Un salaire doit suffire pour vivre. C’est le principe fondamental des salaires minimums cantonaux et communaux adoptés démocratiquement en votation. Ils garantissent une limite inférieure contraignante du salaire dans les branches à bas salaires, en tenant compte des différences régionales du coût de la vie.

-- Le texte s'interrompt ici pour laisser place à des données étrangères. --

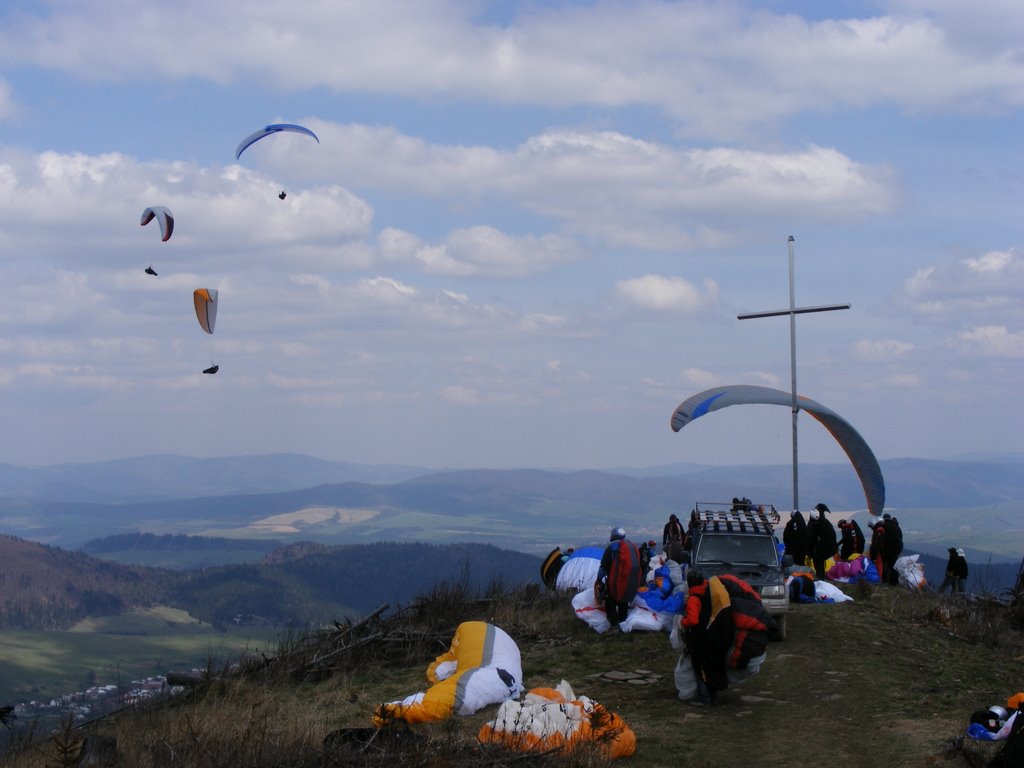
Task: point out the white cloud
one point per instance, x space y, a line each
221 216
717 69
460 395
990 341
988 286
602 185
659 294
700 378
478 251
8 108
881 349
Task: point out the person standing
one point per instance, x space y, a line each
956 571
795 538
673 531
892 549
706 655
820 539
619 576
877 548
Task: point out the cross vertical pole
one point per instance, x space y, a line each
793 311
793 374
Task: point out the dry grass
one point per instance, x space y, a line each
890 679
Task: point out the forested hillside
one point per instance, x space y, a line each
48 588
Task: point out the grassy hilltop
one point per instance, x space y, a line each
890 679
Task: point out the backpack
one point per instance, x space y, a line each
624 574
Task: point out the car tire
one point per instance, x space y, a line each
780 628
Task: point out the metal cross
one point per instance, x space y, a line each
793 311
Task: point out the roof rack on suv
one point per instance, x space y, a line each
724 516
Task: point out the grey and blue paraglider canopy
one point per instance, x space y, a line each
269 130
849 439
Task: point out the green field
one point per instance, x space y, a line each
36 665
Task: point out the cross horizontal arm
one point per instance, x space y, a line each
797 310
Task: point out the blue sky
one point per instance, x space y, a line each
524 235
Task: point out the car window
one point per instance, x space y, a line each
736 549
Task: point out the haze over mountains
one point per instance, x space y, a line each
288 498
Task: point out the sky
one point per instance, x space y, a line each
524 235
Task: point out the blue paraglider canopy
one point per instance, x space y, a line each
268 130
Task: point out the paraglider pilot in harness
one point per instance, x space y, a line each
619 576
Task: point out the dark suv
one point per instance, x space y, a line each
740 540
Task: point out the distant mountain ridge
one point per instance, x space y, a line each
51 589
167 476
970 504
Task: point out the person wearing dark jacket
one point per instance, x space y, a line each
795 538
877 548
821 542
674 531
955 572
858 537
851 539
619 576
891 549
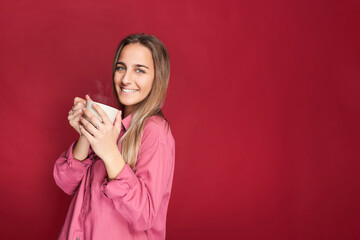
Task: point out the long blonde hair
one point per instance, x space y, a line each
152 104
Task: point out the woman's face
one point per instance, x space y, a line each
134 76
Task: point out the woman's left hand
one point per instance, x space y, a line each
102 136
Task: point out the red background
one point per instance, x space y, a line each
263 103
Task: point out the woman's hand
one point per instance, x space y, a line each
102 136
76 113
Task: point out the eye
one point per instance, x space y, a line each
139 70
120 68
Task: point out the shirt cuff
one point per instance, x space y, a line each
120 186
74 162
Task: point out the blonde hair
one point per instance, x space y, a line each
152 104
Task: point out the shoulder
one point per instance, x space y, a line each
157 129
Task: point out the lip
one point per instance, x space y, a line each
129 93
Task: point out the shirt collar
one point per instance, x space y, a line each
126 121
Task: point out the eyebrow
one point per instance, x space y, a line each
136 65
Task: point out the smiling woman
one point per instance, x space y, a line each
134 75
122 191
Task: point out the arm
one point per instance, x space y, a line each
68 171
138 197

Mais le Parlement s’attaque frontalement à ces salaires minimums avec un projet visant à les supprimer.
À l’occasion du débat d’aujourd’hui au Conseil national, Unia a mené une action symbolique devant le Palais fédéral pour sensibiliser à l’importance des salaires minimums légaux pour les employé-e-s des branches à bas salaires, notamment dans la vente, la restauration ou la coiffure.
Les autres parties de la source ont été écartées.